Saving Sunshine: A Great Equinox Ritual
Make delicious preserved lemons flavored with foraged herbs while bottling up some autumnal sunshine to enjoy later.
New to foraging? Learn more about ethical and safe foraging (plus how to get started) here!
Though the Fall Equinox has passed, the energy of it lingers in the air. It’s never too late to engage with seasonal changes, and this little ritual was too lovely not to share!
With evenings getting noticeably longer, I want to soak in every moment of sunshine I can these days! Even my taste in food reflects that; as I enjoy the end of harvest season, the last of the summer tomatoes and peaches, I think ahead to what I will be craving in the darker days of winter. Jars of jam for toast on cold mornings. Acidic brightness to stir into soups and enliven sandwiches. A little bit of the forest, all wrapped up in a blanket of lemon. Mmmm.
As someone who can never quite get enough lemon, preserved lemons are my new love in life. Salting them mellows the tart bite and instead brings out a surprising sweetness and strong lemon flavor that stands out in all kinds of recipes! They are known for their association with Moroccan tagines (yum), but these gems can cross cultures and find their way into dips, dressings, roasts, and more. They do take a couple of months to fully cure, so it’s best to start them early so you can enjoy that tangy brightness in fall and winter recipes!

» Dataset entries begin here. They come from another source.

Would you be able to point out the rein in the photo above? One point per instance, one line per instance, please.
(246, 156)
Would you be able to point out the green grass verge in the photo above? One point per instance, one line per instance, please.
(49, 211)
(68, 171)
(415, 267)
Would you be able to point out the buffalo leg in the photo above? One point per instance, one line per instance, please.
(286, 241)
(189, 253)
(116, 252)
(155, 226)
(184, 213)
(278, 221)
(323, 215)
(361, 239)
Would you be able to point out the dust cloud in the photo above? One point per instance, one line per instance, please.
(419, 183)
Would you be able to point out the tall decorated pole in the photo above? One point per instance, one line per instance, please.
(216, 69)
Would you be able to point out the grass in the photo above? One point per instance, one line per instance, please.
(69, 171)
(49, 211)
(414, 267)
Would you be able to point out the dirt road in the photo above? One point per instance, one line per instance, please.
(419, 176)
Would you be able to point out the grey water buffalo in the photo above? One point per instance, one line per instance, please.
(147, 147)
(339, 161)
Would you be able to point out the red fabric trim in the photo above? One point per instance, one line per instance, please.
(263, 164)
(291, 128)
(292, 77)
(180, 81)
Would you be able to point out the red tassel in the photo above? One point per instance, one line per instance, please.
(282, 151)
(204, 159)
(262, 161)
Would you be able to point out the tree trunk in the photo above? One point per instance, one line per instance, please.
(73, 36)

This is a truly wonderful project for the fall equinox, as it both celebrates the changing seasons and looks ahead to winter days. It’s a simple ritual of noticing and celebrating the sunlight, then packing it into special jars to enjoy later on.
You’ll need:
A basket and some scissors
A small notebook and pen
The ingredients for the preserved lemons, below
A gold paint marker to write on your jars
Directions:
Give yourself some time for this ritual. You want to allow your mind to drop into a flow state as you wander and feel the sense of peace that nature has to offer.
Go on a walk in an area where you can forage. Look for aromatic plants you can gather to flavor your lemons with a bit of your landscape. You don’t need much of anything, just a sprig here or there.
After you’ve been wandering around for a little while, find somewhere comfortable to sit down and journal about your experience and your thoughts on this day that is the mid-point between the long days of the Summer Solstice and the long nights of the Winter Solstice.
Think of what kind of blessing you’d like to carry with you into the coming season. Write down a few iterations of it until you are happy with the words you have chosen.
Make your way back home, not in a rush. Make the recipe below. Once the jars are all sealed with your nature goodness inside, use the gold paint marker to write your blessing on the outside of each jar.
Save your new sunshiney goodness to liven up meals in the darker months of winter!
Forest Flavored Preserved Lemons:
Ingredients:
2 clean pint jars
4 ripe lemons with thin peels
Kosher salt (or medium sea salt)
2 bay leaves
2 juniper sprigs
2 fir branch sprigs
2 yarrow sprigs
2 small mild red peppers
Directions
Sterilize your jars by pouring boiling water into them, then let sit for a few minutes. Pour the water out.
Sprinkle 1 Tbs. salt on the bottom of each jar.
Prepare your lemons: wash well, then cut into eighths, keeping the lemons connected at one end. Remove as many seeds as you can. Rub 1-2 Tbs. salt into each lemon, gently massaging it into each wedge. Then, close up the lemon and pack it into one of the jars. Repeat with the other jar.
Repeat the process of salt-packing lemons and pressing them into the jar, sticking in the aromatics as you do so that the jars are both beautiful and full of forest flavors. By the time both jars have been packed tight with lemons, juice should be covering the top. If it’s not, squeeze another lemon and pour the juice to cover. Seal the jars and leave at room temperature for one week, shaking the jar a couple times a day.
After a week at room temperature, transfer the lemon jars to the fridge and let them mellow for about 2 months.